28 Mar 2014

Court says it can't decide Pora bail

5:52 pm on 28 March 2014

Teina Pora will face a Parole Board hearing on Monday after the High Court said it had no jurisdiction to give him bail before his Privy Council appeal hearing.

The High Court decision is the latest in a long line of legal findings that has seen Pora spend 21 years in prison for crimes he says he did not commit.

Teina Pora at the High Court in March.

Teina Pora at the High Court in March. Photo: RNZ

The 38-year-old has twice been found guilty for the murder and rape of Susan Burdett in Auckland in 1992 and is serving a life sentence. His case is going to the Privy Council in London later this year.

On 18 March, Pora's legal team asked the Court of Appeal for bail, but the court said it didn't have the jurisdiction and referred it to the High Court.

Justice Lang heard the application for bail in the High Court in Auckland last week and issued his decision on Friday.

The judge said he has looked at case law in New Zealand, Australia and England and found there is no jurisdiction to grant bail to a sentenced prisoner when that person is facing an appeal to the Privy Council in London.

Justice Lang said there could be special circumstances where the court reconsiders its position if a case is inherently unjust, but Pora's case does not meet that test.

Pora's lawyer Jonathan Krebs told reporters on Friday afternoon that his client is disappointed but philosophical about the decision. Mr Krebs said Pora has had a few knocks in the past few months, but will now be putting all his energy into the Parole Board hearing.

Teina Pora was declined parole in October last year after the board found he remained an undue risk to the community because he breached conditions of his home leave.

At the hearing, Pora revealed that while on a home leave visit, he was out in Auckland with a friend he met in prison and then went with a prostitute.

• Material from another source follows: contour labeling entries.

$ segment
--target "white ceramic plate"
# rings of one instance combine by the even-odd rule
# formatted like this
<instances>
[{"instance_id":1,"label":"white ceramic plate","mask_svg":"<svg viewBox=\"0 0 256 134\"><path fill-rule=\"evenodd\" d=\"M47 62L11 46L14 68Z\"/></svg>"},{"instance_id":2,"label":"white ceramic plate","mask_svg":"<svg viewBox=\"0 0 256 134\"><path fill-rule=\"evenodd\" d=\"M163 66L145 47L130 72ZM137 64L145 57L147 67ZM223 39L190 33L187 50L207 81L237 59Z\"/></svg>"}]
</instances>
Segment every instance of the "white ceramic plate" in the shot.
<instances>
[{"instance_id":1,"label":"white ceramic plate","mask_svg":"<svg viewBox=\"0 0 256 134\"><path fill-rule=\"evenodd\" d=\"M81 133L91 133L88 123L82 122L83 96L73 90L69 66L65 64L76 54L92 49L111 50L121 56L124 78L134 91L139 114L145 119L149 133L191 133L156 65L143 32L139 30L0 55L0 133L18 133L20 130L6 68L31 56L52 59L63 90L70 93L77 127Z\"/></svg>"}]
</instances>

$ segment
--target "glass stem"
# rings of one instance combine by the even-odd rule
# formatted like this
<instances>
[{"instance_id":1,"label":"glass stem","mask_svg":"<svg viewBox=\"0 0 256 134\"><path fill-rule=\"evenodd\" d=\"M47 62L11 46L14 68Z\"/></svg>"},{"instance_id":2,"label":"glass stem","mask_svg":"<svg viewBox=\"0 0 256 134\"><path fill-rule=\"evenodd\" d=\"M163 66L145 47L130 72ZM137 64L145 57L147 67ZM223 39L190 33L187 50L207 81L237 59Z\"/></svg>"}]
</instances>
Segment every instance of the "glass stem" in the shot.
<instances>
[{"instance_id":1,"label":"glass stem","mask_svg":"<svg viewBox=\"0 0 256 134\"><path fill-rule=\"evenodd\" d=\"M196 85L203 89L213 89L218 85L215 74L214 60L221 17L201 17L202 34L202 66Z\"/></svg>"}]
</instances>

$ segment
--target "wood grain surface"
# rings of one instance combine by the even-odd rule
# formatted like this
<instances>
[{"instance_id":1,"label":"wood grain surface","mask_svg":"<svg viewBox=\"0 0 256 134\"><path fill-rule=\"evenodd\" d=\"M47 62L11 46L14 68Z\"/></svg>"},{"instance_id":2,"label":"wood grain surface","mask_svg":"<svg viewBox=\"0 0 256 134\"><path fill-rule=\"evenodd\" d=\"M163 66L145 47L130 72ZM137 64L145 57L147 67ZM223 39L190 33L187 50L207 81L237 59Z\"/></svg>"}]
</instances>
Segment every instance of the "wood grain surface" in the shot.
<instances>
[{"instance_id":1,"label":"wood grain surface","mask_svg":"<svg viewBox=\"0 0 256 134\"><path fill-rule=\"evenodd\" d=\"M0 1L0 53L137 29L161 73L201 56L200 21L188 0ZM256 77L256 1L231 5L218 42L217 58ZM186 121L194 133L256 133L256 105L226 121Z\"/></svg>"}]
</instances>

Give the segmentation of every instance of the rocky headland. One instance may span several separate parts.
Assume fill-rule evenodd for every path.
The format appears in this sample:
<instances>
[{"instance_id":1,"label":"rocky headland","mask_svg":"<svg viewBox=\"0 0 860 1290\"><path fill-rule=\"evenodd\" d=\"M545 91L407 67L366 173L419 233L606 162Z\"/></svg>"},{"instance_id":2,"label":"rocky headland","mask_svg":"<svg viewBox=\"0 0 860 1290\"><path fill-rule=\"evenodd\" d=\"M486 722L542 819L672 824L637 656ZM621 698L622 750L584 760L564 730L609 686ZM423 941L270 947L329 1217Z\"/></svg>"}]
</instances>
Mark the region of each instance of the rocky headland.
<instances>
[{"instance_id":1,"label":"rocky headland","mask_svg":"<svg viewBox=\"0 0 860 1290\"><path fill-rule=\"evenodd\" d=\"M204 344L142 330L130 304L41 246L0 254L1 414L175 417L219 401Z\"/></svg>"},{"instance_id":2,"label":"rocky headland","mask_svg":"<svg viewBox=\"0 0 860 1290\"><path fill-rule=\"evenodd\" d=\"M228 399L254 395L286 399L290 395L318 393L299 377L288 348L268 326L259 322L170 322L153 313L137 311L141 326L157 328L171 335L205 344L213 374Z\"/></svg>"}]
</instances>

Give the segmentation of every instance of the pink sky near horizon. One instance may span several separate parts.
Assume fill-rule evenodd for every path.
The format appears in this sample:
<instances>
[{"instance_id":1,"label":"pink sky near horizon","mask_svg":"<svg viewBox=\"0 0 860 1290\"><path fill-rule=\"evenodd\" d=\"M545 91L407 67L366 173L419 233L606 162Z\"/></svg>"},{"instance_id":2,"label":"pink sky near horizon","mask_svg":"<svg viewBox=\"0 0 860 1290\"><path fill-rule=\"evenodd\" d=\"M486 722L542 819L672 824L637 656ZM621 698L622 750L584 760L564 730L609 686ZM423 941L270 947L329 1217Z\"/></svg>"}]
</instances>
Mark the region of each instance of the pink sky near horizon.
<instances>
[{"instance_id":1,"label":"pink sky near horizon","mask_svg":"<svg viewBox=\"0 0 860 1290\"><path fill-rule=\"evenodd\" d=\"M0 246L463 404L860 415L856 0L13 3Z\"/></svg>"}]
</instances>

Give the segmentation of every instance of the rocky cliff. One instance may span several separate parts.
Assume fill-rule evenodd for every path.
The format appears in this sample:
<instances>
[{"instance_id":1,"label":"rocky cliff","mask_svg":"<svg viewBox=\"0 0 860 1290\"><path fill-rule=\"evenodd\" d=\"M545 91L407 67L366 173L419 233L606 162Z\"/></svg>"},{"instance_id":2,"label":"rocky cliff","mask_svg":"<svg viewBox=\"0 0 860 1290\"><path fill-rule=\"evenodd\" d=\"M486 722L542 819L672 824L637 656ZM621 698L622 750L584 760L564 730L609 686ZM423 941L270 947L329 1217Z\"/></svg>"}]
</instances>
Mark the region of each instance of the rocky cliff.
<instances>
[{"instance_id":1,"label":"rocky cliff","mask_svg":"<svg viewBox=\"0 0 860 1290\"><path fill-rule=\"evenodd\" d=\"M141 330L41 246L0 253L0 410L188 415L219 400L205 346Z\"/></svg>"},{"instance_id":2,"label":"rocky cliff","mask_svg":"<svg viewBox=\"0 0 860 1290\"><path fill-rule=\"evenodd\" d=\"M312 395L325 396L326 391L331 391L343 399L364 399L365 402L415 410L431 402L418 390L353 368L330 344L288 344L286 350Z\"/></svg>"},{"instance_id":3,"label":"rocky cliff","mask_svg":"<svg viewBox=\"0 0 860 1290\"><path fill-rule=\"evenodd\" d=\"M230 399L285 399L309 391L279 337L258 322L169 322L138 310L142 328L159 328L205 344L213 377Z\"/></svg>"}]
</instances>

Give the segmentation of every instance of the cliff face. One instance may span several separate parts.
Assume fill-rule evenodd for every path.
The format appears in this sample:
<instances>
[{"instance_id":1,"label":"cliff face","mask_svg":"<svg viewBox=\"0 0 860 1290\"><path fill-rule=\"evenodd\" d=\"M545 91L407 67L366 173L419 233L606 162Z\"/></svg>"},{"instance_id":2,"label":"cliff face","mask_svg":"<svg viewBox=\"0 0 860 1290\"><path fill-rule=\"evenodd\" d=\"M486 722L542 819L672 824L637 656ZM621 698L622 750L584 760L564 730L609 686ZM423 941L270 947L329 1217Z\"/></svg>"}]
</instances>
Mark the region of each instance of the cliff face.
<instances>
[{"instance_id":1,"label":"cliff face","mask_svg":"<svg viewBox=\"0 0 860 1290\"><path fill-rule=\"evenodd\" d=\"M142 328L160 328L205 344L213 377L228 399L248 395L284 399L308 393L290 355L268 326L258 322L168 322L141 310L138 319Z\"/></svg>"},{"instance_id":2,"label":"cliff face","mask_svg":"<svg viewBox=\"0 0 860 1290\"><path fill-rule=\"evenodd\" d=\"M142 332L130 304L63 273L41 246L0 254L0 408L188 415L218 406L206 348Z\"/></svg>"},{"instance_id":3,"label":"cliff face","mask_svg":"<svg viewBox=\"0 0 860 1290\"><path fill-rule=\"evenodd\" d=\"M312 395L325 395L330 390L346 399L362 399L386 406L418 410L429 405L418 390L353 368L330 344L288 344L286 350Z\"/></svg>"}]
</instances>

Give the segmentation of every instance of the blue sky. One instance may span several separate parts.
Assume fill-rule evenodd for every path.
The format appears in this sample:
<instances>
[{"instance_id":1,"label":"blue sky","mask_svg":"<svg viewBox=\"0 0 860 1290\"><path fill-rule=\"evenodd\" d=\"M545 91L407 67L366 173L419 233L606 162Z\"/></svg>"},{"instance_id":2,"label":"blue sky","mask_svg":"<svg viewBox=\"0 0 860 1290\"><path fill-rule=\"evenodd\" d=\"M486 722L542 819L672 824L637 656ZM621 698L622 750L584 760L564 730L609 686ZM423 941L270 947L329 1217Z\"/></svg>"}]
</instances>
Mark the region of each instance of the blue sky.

The board said the problem was not Pora's involvement with the prostitute, but that he breached conditions of his home leave by being in contact with a known criminal and being unaccompanied by his sponsor.

No date has been set for the Privy Council hearing, but the London court has indicated it will be in October or November.

At the bail hearing last week, it was revealed that Pora has been diagnosed as being on the Fetal Alcohol Spectrum. His lawyer said that evidence is crucial to the Crown's key evidence that his client has made confessions.

Jonathan Krebs said the defence team also has new expert evidence on false confessions. He said what was not put before the jury was that Malcolm Rewa - the serial rapist whose DNA was found at the Burdett murder scene - suffered from erectile dysfunction.

Mr Krebs told the court the Crown says Pora and Rewa were both there. However, Mr Krebs said that doesn't make sense because of the potential embarrassment to Rewa.